Natürlich waren die Geräte für die Zwecke der Blinden umgebaut worden.
»Danke, Sir, aber ich denke, dass ich mir später selbst ein Bild davon machen kann.«
»Ja, tun Sie das.«
»Und was ist mit Corti?« Er lachte. »Einiges, aber man kann ihm nichts beweisen. Dass er sich um blinde Menschen kümmert, ehrt ihn. Er gehört zudem zu den Sponsoren des Heims.«
»Das hat er uns gesagt.«
»Glauben Sie denn, dass er und dieser Vorfall in einem Zusammenhang stehen?«
»Das kann ich Ihnen nicht sagen. Aber möglich ist alles.«
»Und wie gehen Sie jetzt vor, John?«
»Im Moment bin ich bei Jane Collins. Eigentlich geht es mehr um Justine Cavallo. Möglich, dass sie etwas weiß, was uns weiterhelfen kann.«
»Gut. Halten Sie mich auf dem Laufenden.«
»Werde ich machen, Sir.«
Ich betrat Janes Wohnung, in der es nach Kaffee roch. Sie schenkte zwei Tassen ein und fragte wie nebenbei: »Worum geht es eigentlich in diesem seltsamen Spiel?«
»Das weiß ich nicht genau. Aber ich habe es mit einem blinden weiblichen Vampir zu tun bekommen.«
Jane stutzte. »Wer tut denn so etwas?«, fragte sie leise.
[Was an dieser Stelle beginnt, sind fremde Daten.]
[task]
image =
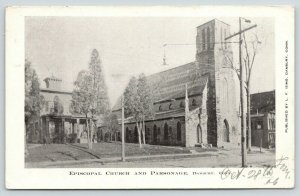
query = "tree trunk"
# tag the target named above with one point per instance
(143, 129)
(25, 141)
(88, 132)
(139, 133)
(249, 117)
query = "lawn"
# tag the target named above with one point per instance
(63, 152)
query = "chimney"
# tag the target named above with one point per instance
(53, 83)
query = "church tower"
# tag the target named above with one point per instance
(214, 59)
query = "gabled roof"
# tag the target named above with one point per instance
(170, 84)
(263, 102)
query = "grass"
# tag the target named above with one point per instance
(63, 152)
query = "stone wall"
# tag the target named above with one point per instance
(227, 92)
(172, 136)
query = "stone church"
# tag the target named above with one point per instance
(196, 103)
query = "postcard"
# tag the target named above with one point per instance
(157, 97)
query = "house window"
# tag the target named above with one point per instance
(194, 102)
(160, 108)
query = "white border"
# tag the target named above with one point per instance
(17, 177)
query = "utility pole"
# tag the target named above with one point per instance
(123, 131)
(243, 119)
(243, 116)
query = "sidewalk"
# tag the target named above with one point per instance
(118, 159)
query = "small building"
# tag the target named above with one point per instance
(263, 130)
(263, 119)
(56, 123)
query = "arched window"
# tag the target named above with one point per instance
(221, 36)
(178, 131)
(226, 132)
(181, 104)
(208, 38)
(136, 135)
(155, 134)
(160, 108)
(199, 134)
(56, 104)
(127, 135)
(170, 133)
(166, 131)
(147, 137)
(203, 39)
(225, 94)
(194, 103)
(224, 38)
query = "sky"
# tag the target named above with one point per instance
(128, 46)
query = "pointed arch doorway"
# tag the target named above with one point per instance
(199, 134)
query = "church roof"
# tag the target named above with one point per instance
(170, 84)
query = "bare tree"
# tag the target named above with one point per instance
(250, 50)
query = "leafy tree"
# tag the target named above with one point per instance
(33, 100)
(251, 49)
(146, 98)
(101, 101)
(111, 121)
(138, 103)
(82, 98)
(90, 92)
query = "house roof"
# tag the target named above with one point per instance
(170, 84)
(263, 102)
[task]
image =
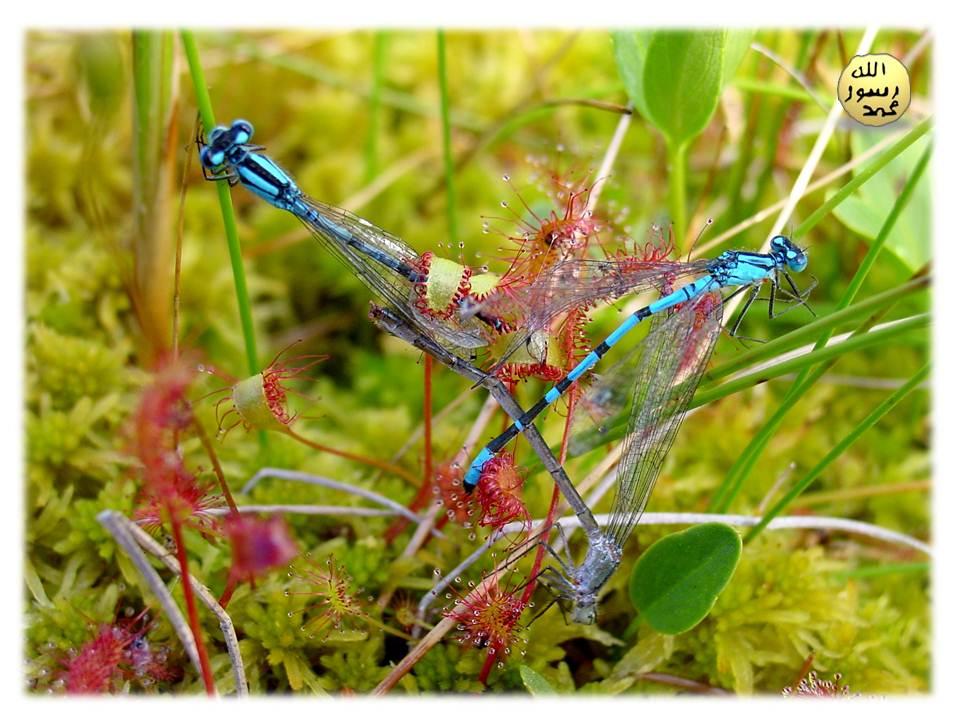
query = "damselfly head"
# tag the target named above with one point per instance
(791, 255)
(241, 132)
(211, 157)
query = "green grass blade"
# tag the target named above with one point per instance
(857, 342)
(815, 329)
(861, 341)
(875, 166)
(244, 306)
(744, 464)
(841, 447)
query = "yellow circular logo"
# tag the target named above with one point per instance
(874, 89)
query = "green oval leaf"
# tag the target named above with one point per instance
(677, 580)
(535, 683)
(865, 211)
(674, 78)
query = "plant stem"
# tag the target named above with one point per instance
(447, 142)
(744, 464)
(841, 447)
(374, 109)
(813, 329)
(226, 207)
(861, 177)
(215, 461)
(206, 597)
(857, 342)
(192, 616)
(678, 194)
(363, 459)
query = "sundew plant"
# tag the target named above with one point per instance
(283, 287)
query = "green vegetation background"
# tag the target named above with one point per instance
(309, 97)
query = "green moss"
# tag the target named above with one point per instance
(86, 365)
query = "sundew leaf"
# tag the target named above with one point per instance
(535, 683)
(677, 580)
(865, 211)
(674, 78)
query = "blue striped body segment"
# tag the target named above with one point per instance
(732, 268)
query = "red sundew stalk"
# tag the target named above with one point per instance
(541, 549)
(427, 421)
(191, 603)
(423, 494)
(362, 459)
(215, 461)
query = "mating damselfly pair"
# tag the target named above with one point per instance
(438, 298)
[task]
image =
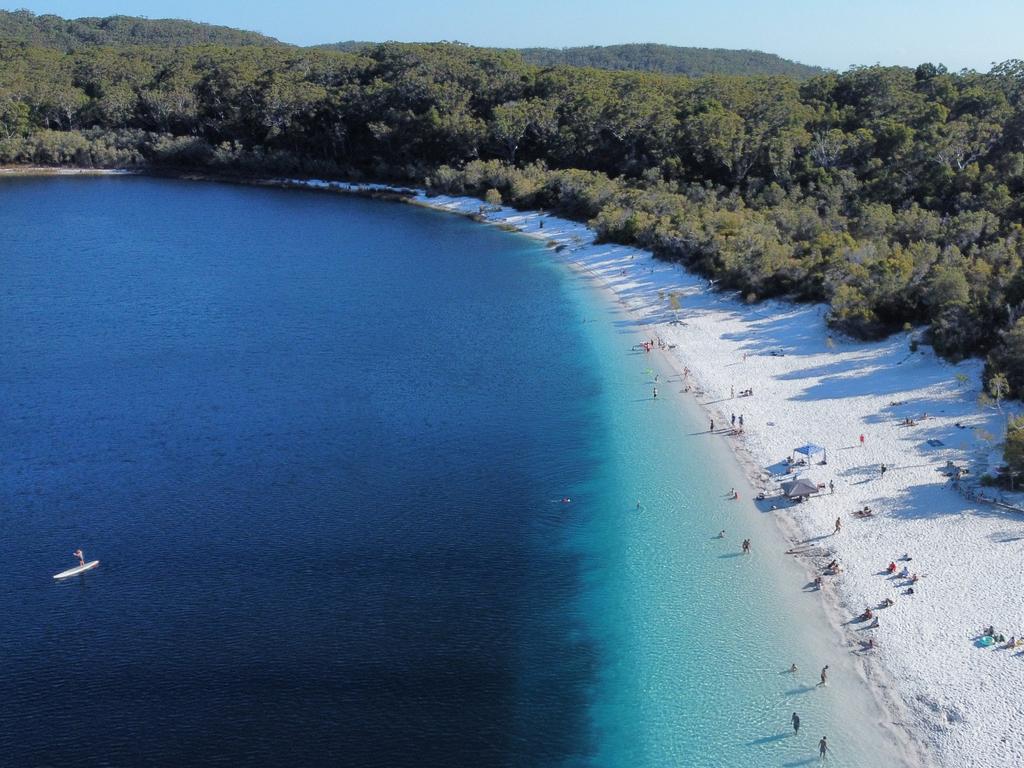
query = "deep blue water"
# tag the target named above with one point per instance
(318, 444)
(314, 442)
Ich hob die Schultern. »Keine Ahnung. Um Näheres herauszufinden, bin ich bei dir.«
»Du denkst wohl eher an Justine.«
»Auch das.«
»Soll ich ihr Bescheid sagen?«
Ich winkte ab. »Gleich. Erst mal können wir beide uns unterhalten.«
Ich ließ mich in einen der kleinen, aber bequemen Sessel sinken, rührte etwas Zucker in den Kaffee und hob die Tasse an.
Es tat mir gut, mich für einige Sekunden zurückfallen zu lassen, und ich schloss sogar die Augen. Dann allerdings war ich schnell wieder obenauf, als ich Janes Frage hörte.
»Was hast du eigentlich mit diesem Corti zu tun?«
»Du kennst ihn?«
Jane lehnte sich zurück und lachte. »Sagen wir mal so. Wer kennt diesen Mann nicht? Den großen und selbstlosen Spender und zugleich eiskalten Geschäftsmann.«
»Jetzt hat er ein Problem.«
»Wieso?«
Ich redete nicht lange um den heißen Brei herum und kam zur Sache. In Jane Collins hatte ich eine aufmerksame Zuhörerin, die mich nicht unterbrach und nur hin und wieder die Stirn krauste. Schließlich hatte ich ihr alles erzählt, und jetzt schüttelte sie den Kopf.
»Dass es so etwas gibt, das kann ich kaum fassen. Das ist ein verdammt hartes Stück.«
»Meine ich auch.«
»Und jetzt willst du dir das Heim genauer anschauen.«
»Zwangsläufig, aber mit Justine will ich auch reden. Ich muss wissen, ob sie etwas gehört hat. Diese Eve ist ja nicht grundlös zu einer Blutsaugerin geworden.«
Jane schaute mich prüfend an und spielte mit den Ärmeln ihres hellblauen Pullovers. »Hast du etwa Justine in Verdacht?«
»Nein, das habe ich nicht. Das glaube ich auch nicht. Derartige Spuren würde sie nie hinterlassen und…«
Ich hörte mitten im Satz auf, denn nach einem kurzen Klopfen wurde die Tür geöffnet, und Justine betrat das Zimmer.